SMSF auditors have been reminded to exercise scrutiny and due diligence when using auditing platforms in order to satisfy their professional obligations and maintain compliance, according to a senior SMSF auditor.
ASF Audits head of education Shelley Banton noted while technological advancements have expedited audit processes, the use of auditing platforms does not exempt auditors from ensuring the accuracy, integrity and compliance of stored information.
To that end, Banton urged auditors to evaluate whether the software and documentation they were using were compliant with the relevant Superannuation Industry (Supervision) (SIS) Act regulations and scrutinise the data contained within their chosen software solution.
“We need to assess our risks and benefits because at the end of the day you’re accepting those risks and benefits whether you do your due diligence or not. [For example], does the software comply with the SIS regulations and the auditing standards?” she told delegates at a recent SMSF Association Audit Day webinar.
“If you look at the terms and conditions of some automated auditing platforms, there’s no guarantee that the software is fit for purpose, that it’s error-free and that it’s accurate. It’s your responsibility as the auditor to download the file and ensure that it’s SIS compliant and it complies with other laws too.
“You need to get your due diligence done. It is a buyer-beware situation because you’re accepting that obligation at face value and you’re also accepting the risk of potentially signing off on incorrect financials regardless of what’s in the system.”
To illustrate her point, she pointed out the growing reliance on data feeds from auditing platforms in the industry and highlighted several considerations auditors should take into account before submitting an audit for review.
“What’s the start date of the feed? If the feed starts halfway through the year, can you rely on what is in the system up until then? We usually get bank statements up until the data feed starts because we can’t rely on that at all,” she said.
“What about if the feed drops out? It happens randomly with no real flagging about how that happens.
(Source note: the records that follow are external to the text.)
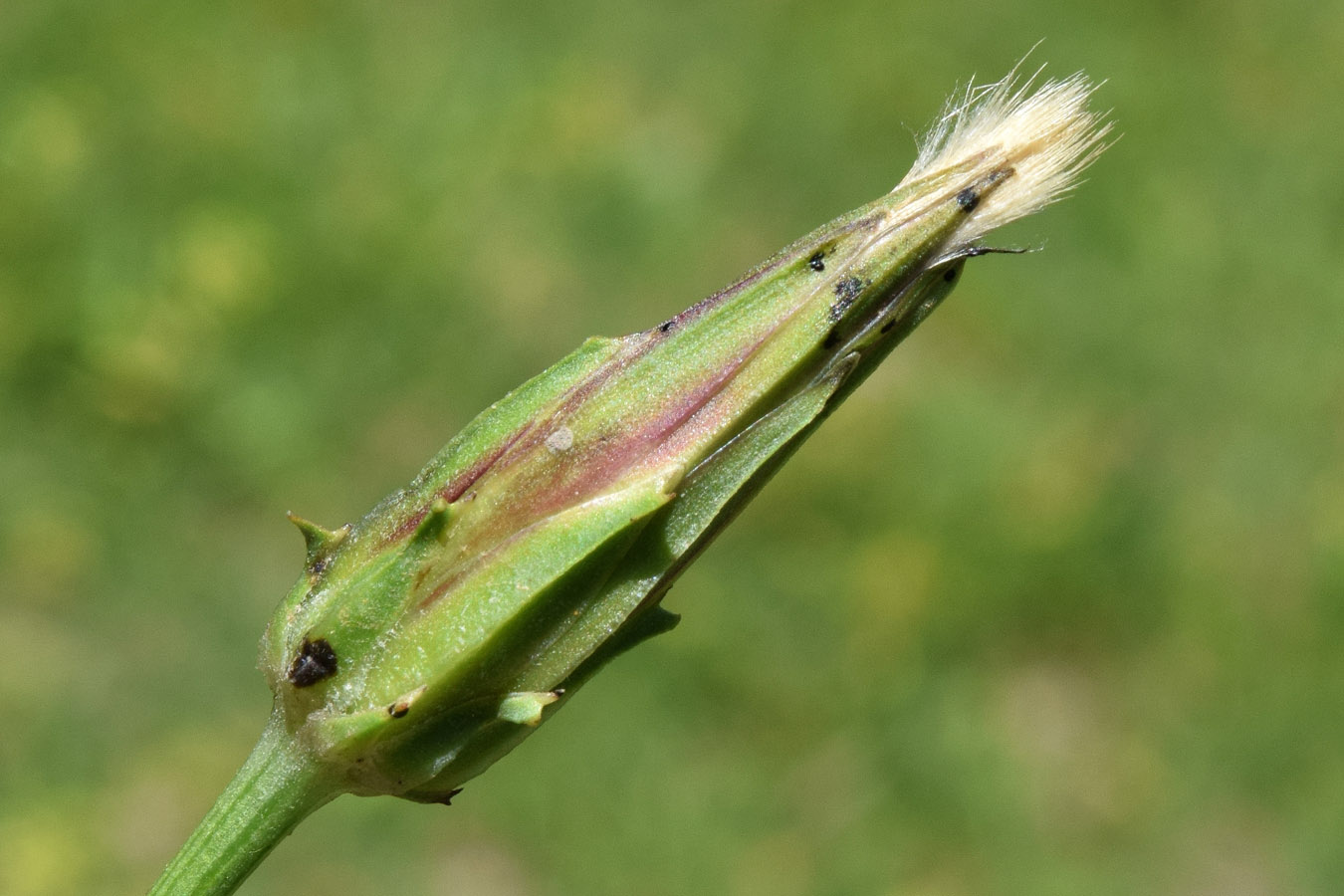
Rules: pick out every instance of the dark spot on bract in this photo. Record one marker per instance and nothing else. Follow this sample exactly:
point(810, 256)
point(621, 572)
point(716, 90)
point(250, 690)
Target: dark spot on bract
point(849, 288)
point(847, 291)
point(315, 661)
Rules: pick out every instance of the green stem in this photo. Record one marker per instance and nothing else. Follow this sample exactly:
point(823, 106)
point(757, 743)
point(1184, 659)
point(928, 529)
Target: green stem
point(275, 790)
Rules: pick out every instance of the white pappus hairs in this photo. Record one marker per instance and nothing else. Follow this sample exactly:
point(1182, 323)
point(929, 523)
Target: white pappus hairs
point(1037, 142)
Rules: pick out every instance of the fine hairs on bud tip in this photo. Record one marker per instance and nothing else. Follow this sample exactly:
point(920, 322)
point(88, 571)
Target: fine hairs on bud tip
point(1036, 142)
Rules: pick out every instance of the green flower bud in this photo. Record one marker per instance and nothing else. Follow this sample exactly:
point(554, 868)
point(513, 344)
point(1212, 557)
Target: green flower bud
point(426, 639)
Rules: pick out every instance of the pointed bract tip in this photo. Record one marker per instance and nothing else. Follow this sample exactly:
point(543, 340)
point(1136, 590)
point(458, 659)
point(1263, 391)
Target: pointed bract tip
point(318, 541)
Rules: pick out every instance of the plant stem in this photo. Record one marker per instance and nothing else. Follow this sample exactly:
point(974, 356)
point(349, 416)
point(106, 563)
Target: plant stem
point(276, 788)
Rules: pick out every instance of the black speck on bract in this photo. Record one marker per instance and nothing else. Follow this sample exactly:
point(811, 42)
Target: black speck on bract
point(316, 660)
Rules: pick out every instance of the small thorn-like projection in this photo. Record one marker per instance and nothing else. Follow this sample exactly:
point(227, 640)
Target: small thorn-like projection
point(402, 706)
point(525, 707)
point(316, 660)
point(320, 542)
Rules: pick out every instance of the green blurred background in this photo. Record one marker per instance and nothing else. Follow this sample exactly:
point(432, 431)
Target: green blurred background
point(1054, 604)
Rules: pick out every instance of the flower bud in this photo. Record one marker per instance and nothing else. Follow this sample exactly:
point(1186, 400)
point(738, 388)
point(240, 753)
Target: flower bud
point(426, 639)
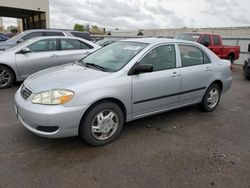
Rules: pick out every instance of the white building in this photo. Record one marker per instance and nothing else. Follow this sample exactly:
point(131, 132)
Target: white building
point(33, 13)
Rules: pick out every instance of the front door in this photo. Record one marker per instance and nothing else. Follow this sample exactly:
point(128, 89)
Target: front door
point(196, 73)
point(157, 90)
point(44, 54)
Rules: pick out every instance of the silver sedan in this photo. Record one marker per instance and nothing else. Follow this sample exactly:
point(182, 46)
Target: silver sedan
point(119, 83)
point(36, 54)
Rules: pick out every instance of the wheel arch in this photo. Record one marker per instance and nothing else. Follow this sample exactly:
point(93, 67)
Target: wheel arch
point(108, 99)
point(14, 73)
point(219, 83)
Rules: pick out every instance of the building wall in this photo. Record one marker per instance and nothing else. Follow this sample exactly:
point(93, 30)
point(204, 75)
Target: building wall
point(38, 5)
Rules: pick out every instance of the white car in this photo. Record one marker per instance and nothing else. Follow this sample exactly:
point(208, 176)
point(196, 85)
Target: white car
point(36, 54)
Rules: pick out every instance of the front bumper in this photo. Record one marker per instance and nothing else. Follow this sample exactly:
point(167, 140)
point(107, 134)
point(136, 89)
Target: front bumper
point(61, 121)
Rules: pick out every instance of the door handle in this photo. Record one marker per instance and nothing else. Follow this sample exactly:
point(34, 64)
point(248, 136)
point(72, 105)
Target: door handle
point(54, 55)
point(208, 69)
point(175, 74)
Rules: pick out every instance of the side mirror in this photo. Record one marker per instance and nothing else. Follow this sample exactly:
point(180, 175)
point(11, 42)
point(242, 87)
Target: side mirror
point(143, 68)
point(206, 43)
point(24, 51)
point(19, 41)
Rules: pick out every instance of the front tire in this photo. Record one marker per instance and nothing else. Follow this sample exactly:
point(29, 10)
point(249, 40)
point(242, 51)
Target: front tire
point(102, 124)
point(6, 77)
point(211, 98)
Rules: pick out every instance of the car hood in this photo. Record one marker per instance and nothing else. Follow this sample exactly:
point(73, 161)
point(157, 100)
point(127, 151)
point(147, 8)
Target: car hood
point(62, 77)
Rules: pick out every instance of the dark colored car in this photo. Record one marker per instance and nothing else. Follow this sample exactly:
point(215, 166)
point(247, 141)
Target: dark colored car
point(42, 33)
point(3, 37)
point(246, 66)
point(214, 43)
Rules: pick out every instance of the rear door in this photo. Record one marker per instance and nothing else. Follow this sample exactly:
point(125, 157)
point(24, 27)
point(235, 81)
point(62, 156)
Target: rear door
point(157, 90)
point(217, 48)
point(44, 54)
point(73, 50)
point(196, 73)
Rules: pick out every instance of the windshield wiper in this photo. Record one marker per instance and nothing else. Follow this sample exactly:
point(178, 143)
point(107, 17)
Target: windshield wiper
point(97, 67)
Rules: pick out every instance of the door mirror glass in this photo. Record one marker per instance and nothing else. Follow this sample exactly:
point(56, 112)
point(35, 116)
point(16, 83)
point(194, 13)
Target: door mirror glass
point(25, 51)
point(143, 68)
point(19, 41)
point(206, 43)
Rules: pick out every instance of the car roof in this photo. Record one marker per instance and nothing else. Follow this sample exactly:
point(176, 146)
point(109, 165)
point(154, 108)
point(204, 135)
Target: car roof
point(154, 40)
point(57, 37)
point(52, 30)
point(201, 33)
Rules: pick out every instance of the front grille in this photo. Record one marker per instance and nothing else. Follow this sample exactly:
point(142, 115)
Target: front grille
point(25, 92)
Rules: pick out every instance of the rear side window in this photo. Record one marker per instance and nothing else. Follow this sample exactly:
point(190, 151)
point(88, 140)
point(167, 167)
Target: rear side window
point(32, 35)
point(216, 40)
point(191, 56)
point(205, 38)
point(72, 44)
point(52, 33)
point(162, 58)
point(82, 35)
point(44, 45)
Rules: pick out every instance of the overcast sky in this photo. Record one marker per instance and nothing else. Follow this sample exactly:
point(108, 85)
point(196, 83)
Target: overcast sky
point(149, 14)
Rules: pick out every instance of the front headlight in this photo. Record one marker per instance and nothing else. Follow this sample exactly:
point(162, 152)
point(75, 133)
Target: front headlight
point(53, 97)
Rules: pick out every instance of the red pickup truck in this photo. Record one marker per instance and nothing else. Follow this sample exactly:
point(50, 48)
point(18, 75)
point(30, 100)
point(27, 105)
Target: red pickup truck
point(214, 43)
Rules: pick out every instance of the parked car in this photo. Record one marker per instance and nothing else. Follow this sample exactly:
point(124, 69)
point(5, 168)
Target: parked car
point(107, 41)
point(3, 37)
point(214, 43)
point(119, 83)
point(36, 54)
point(246, 66)
point(42, 33)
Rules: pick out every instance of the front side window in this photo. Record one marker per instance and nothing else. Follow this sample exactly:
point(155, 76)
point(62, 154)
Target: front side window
point(115, 56)
point(32, 35)
point(53, 33)
point(161, 58)
point(216, 40)
point(191, 56)
point(43, 45)
point(72, 44)
point(82, 35)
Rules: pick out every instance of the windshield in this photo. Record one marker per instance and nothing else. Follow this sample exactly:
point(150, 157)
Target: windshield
point(16, 37)
point(114, 56)
point(20, 44)
point(101, 42)
point(189, 37)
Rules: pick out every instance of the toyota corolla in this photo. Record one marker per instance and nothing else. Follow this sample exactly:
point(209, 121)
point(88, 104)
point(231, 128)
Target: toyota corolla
point(124, 81)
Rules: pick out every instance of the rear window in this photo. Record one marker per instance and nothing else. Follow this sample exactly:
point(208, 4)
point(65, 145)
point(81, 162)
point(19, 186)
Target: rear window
point(216, 39)
point(82, 35)
point(50, 33)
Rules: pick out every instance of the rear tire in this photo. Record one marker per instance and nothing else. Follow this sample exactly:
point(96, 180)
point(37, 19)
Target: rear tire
point(231, 58)
point(102, 124)
point(211, 98)
point(7, 77)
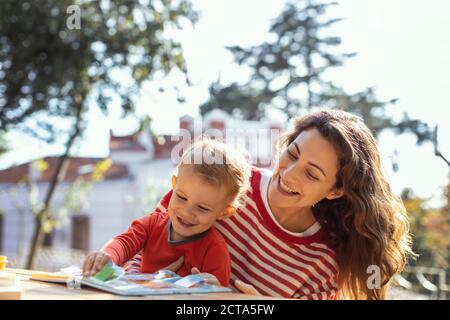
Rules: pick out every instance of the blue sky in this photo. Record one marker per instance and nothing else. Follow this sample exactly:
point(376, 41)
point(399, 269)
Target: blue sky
point(403, 50)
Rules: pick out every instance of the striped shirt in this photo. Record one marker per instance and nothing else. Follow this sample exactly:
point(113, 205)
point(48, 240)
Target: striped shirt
point(275, 261)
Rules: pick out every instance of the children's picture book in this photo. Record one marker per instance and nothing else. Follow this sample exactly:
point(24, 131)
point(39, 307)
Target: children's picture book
point(114, 279)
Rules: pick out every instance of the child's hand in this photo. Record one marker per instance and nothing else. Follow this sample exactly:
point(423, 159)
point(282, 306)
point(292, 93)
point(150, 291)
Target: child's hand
point(94, 262)
point(246, 288)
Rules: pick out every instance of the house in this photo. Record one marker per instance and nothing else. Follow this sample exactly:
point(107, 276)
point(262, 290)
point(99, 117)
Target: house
point(132, 185)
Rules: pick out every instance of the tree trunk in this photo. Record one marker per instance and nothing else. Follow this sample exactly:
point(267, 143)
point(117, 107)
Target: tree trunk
point(80, 232)
point(1, 232)
point(44, 214)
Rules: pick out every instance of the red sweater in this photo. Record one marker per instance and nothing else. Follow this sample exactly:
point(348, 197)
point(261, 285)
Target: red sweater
point(207, 251)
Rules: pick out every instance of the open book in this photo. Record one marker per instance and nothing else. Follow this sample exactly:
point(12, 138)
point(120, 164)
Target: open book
point(113, 279)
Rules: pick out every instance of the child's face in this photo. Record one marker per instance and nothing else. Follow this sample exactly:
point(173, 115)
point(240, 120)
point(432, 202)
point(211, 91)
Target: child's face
point(196, 204)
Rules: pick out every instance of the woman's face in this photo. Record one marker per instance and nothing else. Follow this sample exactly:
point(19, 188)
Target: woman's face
point(305, 172)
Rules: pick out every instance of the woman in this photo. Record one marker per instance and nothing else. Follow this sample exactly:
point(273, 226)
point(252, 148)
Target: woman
point(318, 226)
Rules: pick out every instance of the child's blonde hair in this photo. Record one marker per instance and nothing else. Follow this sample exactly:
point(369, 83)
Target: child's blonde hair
point(220, 164)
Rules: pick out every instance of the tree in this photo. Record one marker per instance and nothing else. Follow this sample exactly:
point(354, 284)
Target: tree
point(431, 229)
point(48, 70)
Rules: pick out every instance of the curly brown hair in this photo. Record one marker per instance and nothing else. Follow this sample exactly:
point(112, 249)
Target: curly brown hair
point(368, 225)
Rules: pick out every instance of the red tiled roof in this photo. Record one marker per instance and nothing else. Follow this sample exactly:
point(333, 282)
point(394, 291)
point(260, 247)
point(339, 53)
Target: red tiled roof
point(17, 173)
point(128, 143)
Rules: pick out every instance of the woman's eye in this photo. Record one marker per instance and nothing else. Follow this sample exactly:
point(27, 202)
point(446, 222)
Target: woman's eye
point(291, 155)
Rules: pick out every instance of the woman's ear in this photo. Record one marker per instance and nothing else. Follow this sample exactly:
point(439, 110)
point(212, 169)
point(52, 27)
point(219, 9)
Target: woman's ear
point(229, 211)
point(174, 182)
point(335, 194)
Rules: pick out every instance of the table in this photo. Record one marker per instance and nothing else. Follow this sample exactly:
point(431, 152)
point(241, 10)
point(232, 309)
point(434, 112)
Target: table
point(39, 290)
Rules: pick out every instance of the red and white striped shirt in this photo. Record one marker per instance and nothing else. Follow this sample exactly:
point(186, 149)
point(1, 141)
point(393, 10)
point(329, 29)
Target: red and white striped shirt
point(275, 261)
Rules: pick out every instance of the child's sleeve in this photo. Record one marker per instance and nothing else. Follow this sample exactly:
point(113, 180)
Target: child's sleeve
point(133, 265)
point(123, 247)
point(217, 262)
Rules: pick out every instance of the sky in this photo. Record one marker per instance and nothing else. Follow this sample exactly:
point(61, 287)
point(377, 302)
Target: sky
point(403, 50)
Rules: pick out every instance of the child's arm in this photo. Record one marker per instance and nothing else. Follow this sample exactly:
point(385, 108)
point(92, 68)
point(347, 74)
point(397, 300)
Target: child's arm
point(133, 265)
point(121, 248)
So you need to get those bank statements to plug those audit holes for your file at that point.”
Furthermore, she said she had come across instances in the industry where incorrect information was recorded in auditing platforms, either due to automatic data entry by software or human error.
As a precaution, she advised auditors to have the June 30 bank statement and bank balance on hand instead of solely depending on data feeds and to verify the bank account is correctly named in the platform, as set-up errors may lead to inaccuracies.